Lowering Fleet Costs with Ride Hailing

January 2018, Government Fleet - Feature

by Roselynne Reyes - Also by this author

Photo: Getty Images
Photo: Getty Images

Pooling vehicles can lower fleet costs for some agencies. But what about eliminating those vehicles altogether? Washington, D.C., is an area known for its congestion. The capital is not very large, but it’s bustling with people, and parking can be hard to come by.

D.C. employees can use an assigned fleet vehicle, or rent one from Fleet Share, the district motor pool. But Fleet Share’s 97 vehicles are first come, first serve, and not always available for the district’s 33,000 employees. Limited parking spots can also mean circling the block looking for an empty space and paying for parking, which can add up quickly.

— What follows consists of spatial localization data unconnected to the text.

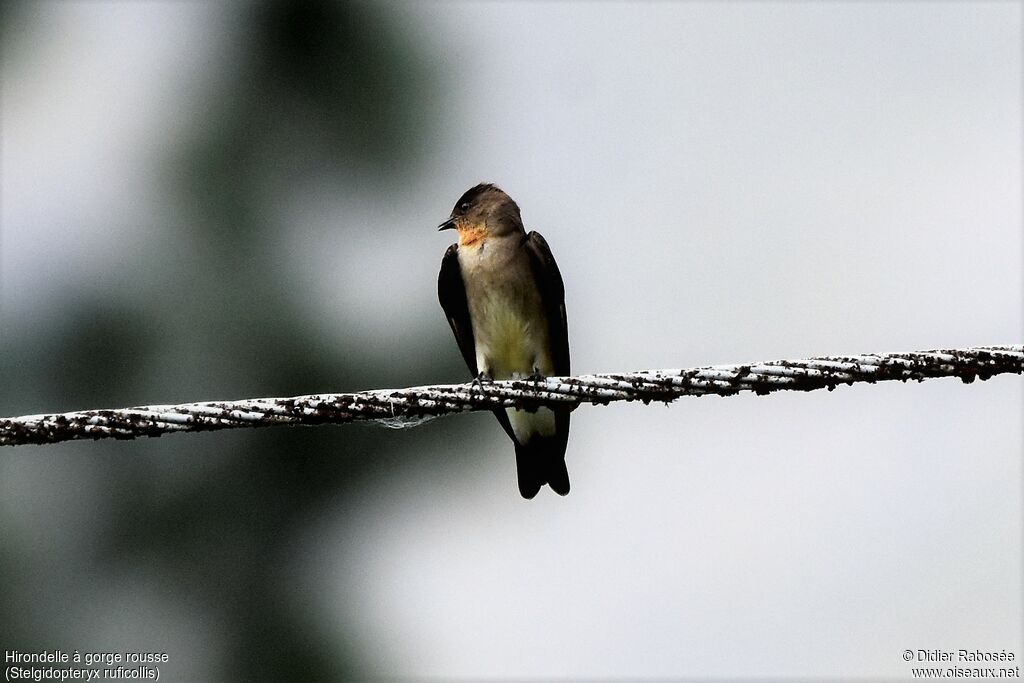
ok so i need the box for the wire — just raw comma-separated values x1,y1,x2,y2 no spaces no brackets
1,345,1020,447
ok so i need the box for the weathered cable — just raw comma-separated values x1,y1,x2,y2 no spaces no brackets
1,345,1020,447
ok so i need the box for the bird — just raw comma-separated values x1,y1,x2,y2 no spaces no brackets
437,183,571,498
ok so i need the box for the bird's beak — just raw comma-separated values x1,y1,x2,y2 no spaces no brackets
437,217,457,231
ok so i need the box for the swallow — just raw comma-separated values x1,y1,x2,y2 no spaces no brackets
438,183,571,498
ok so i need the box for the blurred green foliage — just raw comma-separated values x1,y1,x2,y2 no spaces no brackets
0,1,464,679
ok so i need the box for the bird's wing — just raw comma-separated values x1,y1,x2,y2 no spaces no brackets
522,231,572,496
524,231,570,376
438,243,517,442
438,244,479,375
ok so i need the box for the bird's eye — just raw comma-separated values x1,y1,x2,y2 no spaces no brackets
459,202,471,212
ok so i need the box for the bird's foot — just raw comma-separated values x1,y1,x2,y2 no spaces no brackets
471,371,493,391
527,368,546,384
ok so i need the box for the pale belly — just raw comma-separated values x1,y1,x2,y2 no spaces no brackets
469,291,557,443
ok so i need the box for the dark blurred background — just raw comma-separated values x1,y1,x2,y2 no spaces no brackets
1,1,1020,680
0,1,461,679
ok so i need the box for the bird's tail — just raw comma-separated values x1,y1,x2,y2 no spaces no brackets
515,434,570,499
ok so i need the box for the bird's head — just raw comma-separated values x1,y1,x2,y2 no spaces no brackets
438,183,523,247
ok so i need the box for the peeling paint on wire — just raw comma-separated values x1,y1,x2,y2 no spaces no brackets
1,345,1021,447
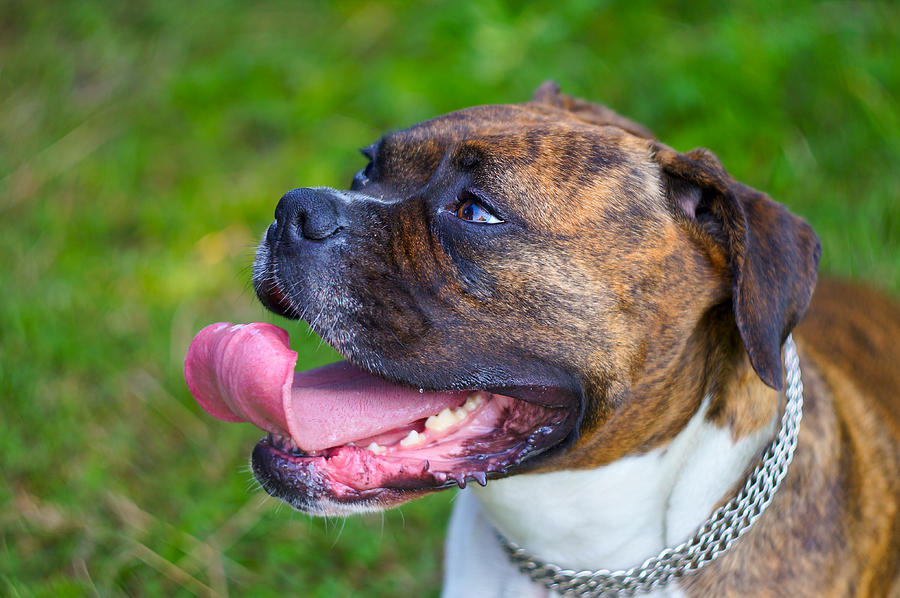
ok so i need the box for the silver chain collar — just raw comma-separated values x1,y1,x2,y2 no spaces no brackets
496,335,804,597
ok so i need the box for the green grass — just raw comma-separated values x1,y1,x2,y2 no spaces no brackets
1,1,898,596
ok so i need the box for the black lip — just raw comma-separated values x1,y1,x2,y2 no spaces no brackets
485,384,576,409
254,268,299,320
251,440,388,512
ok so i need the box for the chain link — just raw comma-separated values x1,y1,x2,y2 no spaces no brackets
497,335,804,597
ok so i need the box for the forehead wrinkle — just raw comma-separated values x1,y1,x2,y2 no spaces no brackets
381,105,549,155
384,103,605,160
463,132,665,234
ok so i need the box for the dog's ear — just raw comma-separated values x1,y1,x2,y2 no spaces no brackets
652,143,821,389
531,80,654,139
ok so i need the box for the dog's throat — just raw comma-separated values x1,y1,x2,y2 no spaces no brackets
492,335,804,597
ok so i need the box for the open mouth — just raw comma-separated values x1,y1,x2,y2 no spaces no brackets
184,322,576,512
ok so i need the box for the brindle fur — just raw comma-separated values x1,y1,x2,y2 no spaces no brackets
259,82,900,595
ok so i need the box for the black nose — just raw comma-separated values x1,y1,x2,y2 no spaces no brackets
273,188,344,243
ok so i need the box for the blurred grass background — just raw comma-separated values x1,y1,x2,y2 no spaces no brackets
1,0,898,596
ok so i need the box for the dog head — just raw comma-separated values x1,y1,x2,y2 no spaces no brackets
233,82,821,514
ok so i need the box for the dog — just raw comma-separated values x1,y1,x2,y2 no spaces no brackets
185,81,900,597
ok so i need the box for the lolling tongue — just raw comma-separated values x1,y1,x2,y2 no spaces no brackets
184,322,468,452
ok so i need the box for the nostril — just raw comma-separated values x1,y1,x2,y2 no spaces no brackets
297,199,341,241
297,211,341,240
274,187,345,243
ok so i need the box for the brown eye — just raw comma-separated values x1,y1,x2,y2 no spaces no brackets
455,194,503,224
351,162,374,189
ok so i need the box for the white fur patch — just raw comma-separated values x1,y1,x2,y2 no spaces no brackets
442,398,777,597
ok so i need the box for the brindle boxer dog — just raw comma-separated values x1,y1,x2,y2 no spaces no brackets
185,82,900,597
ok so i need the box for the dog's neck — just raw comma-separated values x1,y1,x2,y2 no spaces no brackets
472,393,778,573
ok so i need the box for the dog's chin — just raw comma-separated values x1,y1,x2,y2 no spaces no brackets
243,272,581,516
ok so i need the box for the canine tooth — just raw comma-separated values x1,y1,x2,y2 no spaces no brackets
367,442,386,454
400,430,423,447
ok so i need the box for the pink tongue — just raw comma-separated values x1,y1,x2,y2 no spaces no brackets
184,322,468,451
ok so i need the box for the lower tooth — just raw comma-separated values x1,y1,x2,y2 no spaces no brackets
400,430,422,447
425,408,458,431
367,442,386,454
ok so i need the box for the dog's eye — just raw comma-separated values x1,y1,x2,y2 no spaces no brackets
352,164,372,189
455,192,503,224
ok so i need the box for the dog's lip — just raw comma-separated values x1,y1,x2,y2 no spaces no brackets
255,274,296,320
250,441,433,513
481,383,576,409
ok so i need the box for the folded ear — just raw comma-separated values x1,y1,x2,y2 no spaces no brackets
531,80,655,139
652,143,821,389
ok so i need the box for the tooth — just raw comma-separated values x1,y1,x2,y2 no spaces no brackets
425,407,459,431
366,442,386,454
464,392,487,412
426,394,487,432
400,430,423,447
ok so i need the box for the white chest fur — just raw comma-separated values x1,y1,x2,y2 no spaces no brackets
441,399,777,597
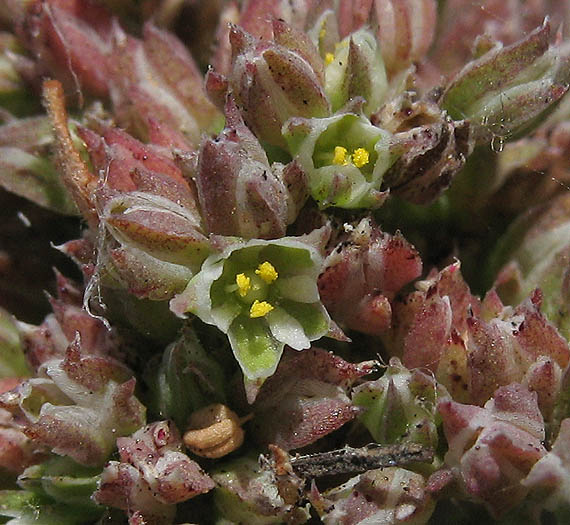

“While we love our job and we love what we are able to do, the fewer district vehicles on the road, the better,” said Washington, D.C., Department of Public Works Director Christopher Shorter.

Saving Time, Funds, and Paperwork

The district is currently running a pilot program that aims to reduce the fleet and utilize vehicles already on the road. The pilot integrates electronic ride hailing through the DC Taxi mobile app. District employees hail a taxi through the app, and their ID cards are linked to the trip. The system processes trips automatically and assigns them to the employee’s agency, eliminating the need for employee reimbursement, expense reports, and invoice management.

Fifteen agencies are participating in the pilot program so far, with 744 D.C. employees and more than 100 taxi drivers enrolled.

The Department of Public Works and Department of For-Hire Vehicles collaborated on this project, with goals to maximize fleet funds, improve air quality, and revitalize the taxi industry. Both agencies have committed more than $100,000 to the pilot program, which launched in June 2017 and will continue through September 2018.

“This program is about innovation and reinventing transportation,” said Department of For-Hire Vehicles Director Ernest Chrappah. Chrappah noted that there is room for expansion, and as other apps become more integrated, the agencies will look at ways to incorporate them into the pilot.

Mobility: A Growing Trend

Washington, D.C. isn’t the only one looking at alternative methods of transportation.

The Modernizing Government Travel Act, passed in January 2017, allows federal employees traveling on official business to use ride hailing apps (e.g., Uber and Lyft) for reimbursement from the General Services Administration.

In May 2017, Arizona Governor Doug Ducey signed into law HB2440, which aims to reduce the state fleet and promote increased use of ride hailing apps, for-hire vehicles (such as taxis and limousines), and rental companies.